From a practical perspective having clear Terms and Conditions will be beneficial to both parties as they will set out provisions relating to the delivery of the goods, the price to be paid and the circumstances in which the contract can be terminated, which ensures that both parties know what is expected of them and helps to resolve disputes.

It is necessary to consider whether certain clauses included in your Terms and Conditions are legally enforceable. For instance including a limitation of liability is always desirable, but the law does place limits on what can be excluded. If your limitation clause goes too far you risk the entire clause being ineffective. You should also consider whether there are provisions to deal with a situation where the other party enters into insolvency proceedings as it will usually be appropriate to include a right to terminate the contract in such circumstance.

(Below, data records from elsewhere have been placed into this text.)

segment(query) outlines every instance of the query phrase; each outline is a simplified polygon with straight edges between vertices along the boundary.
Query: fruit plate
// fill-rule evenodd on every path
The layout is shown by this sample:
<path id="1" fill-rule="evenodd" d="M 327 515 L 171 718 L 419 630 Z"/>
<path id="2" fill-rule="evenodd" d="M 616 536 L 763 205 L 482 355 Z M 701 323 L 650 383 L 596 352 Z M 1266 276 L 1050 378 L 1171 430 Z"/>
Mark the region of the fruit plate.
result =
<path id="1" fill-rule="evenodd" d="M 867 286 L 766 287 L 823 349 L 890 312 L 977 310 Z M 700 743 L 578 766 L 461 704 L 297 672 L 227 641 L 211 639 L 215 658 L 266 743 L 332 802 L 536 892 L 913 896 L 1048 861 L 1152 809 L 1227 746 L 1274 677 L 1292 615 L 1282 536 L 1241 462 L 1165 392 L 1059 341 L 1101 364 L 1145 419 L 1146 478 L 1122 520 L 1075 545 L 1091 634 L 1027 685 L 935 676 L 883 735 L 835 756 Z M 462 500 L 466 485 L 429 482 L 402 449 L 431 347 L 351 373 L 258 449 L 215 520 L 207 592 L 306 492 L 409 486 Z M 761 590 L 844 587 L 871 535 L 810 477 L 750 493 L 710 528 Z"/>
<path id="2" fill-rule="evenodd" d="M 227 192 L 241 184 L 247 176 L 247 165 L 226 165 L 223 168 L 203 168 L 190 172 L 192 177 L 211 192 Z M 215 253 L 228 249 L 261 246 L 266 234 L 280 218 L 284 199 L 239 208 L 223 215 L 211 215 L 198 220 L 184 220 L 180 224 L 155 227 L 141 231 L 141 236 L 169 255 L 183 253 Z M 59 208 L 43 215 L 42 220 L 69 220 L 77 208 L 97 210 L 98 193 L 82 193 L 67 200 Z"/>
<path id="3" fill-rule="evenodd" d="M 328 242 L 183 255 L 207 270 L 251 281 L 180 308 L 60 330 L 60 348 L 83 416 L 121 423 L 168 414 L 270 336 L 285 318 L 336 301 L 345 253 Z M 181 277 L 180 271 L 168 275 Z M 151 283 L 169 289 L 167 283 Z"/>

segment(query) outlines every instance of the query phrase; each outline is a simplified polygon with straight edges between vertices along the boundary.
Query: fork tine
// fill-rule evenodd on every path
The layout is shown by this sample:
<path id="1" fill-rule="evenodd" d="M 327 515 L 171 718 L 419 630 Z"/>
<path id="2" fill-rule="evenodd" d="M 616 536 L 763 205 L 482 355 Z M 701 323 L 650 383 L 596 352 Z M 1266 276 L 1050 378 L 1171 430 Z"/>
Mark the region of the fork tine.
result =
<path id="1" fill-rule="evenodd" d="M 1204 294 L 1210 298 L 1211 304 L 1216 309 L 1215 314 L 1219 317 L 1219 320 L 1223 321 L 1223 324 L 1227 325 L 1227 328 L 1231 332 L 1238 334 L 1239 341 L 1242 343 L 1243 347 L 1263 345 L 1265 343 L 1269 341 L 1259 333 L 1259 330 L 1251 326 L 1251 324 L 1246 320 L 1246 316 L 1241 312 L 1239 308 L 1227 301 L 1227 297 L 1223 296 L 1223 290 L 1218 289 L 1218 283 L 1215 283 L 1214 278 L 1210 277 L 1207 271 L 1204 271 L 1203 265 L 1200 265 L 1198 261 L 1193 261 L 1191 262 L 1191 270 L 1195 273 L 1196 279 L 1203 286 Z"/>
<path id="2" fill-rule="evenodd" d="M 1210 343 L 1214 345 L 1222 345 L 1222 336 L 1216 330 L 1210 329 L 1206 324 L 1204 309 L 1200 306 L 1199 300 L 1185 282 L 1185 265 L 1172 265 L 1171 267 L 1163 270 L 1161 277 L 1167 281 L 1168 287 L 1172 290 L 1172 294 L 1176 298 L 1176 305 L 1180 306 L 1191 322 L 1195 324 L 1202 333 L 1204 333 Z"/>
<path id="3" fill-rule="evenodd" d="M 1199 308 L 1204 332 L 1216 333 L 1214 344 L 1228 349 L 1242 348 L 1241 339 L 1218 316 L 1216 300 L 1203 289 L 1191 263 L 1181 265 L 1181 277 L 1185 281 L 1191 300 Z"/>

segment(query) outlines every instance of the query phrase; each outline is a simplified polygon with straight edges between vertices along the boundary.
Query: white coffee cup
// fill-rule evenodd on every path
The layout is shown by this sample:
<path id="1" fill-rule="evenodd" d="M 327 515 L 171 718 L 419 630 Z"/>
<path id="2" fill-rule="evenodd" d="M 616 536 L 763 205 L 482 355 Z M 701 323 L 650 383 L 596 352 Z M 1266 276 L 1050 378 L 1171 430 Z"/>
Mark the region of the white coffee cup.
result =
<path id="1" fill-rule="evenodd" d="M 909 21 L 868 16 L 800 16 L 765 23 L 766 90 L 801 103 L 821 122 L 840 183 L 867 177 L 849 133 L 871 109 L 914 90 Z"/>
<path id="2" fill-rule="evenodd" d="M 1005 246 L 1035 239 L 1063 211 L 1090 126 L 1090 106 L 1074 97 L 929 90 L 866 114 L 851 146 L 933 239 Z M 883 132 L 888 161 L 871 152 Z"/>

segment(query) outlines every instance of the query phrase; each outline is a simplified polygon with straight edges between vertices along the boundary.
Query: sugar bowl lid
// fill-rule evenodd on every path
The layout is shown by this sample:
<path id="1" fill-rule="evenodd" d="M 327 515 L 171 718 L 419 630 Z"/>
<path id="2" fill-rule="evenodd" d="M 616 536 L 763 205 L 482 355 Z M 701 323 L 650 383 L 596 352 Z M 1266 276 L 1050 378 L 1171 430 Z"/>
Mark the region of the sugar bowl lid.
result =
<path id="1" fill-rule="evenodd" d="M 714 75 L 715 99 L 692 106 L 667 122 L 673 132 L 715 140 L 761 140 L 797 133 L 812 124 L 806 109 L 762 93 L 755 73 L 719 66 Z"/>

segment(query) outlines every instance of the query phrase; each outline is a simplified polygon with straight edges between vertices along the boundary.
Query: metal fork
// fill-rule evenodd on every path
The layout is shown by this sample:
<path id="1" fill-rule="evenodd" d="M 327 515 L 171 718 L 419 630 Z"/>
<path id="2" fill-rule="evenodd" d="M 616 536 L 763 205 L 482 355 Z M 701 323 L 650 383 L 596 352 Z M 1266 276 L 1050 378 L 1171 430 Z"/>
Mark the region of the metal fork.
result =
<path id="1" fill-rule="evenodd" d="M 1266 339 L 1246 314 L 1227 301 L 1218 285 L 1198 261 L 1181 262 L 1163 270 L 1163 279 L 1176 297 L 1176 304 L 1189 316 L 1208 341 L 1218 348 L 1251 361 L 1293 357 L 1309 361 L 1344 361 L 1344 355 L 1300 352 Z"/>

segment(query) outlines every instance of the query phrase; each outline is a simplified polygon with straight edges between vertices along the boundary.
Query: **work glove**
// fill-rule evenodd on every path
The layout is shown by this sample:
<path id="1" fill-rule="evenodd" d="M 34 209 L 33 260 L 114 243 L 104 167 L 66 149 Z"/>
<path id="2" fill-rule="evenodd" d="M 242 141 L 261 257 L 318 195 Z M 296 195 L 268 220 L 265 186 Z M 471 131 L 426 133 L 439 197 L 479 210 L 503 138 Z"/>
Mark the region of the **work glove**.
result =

A major problem that can occur is where both parties to a transaction have their own standard Terms and Conditions. If a dispute arises, it is not always clear whose Terms and Conditions should prevail, this is known as a ‘battle of the forms’. The courts will often look at the behaviour of each party and analyse the transaction in order to decide which party made the offer to contract and which party accepted the offer. The most common result is that the first party that begins to perform their obligations under the contract is said to have accepted the offer made by the other party when they last put forward their Terms and Conditions.

Such analysis does not always produce a result, if no clear offer and acceptance can be found the courts may decide that some other terms should apply (such as the terms implied by the Sales of Goods Act) or that there is no contract at all. These results are not useful to either party. It is therefore important that your Terms and Conditions set out very clearly that a certain step in the transaction is an offer to contract on your Terms and Conditions and that the next step is the other party’s acceptance of that offer. You must then ensure that you enter into transactions in a manner which concurs with this and that you send your Terms and Conditions to the other party before you perform your obligations under the Terms and Conditions.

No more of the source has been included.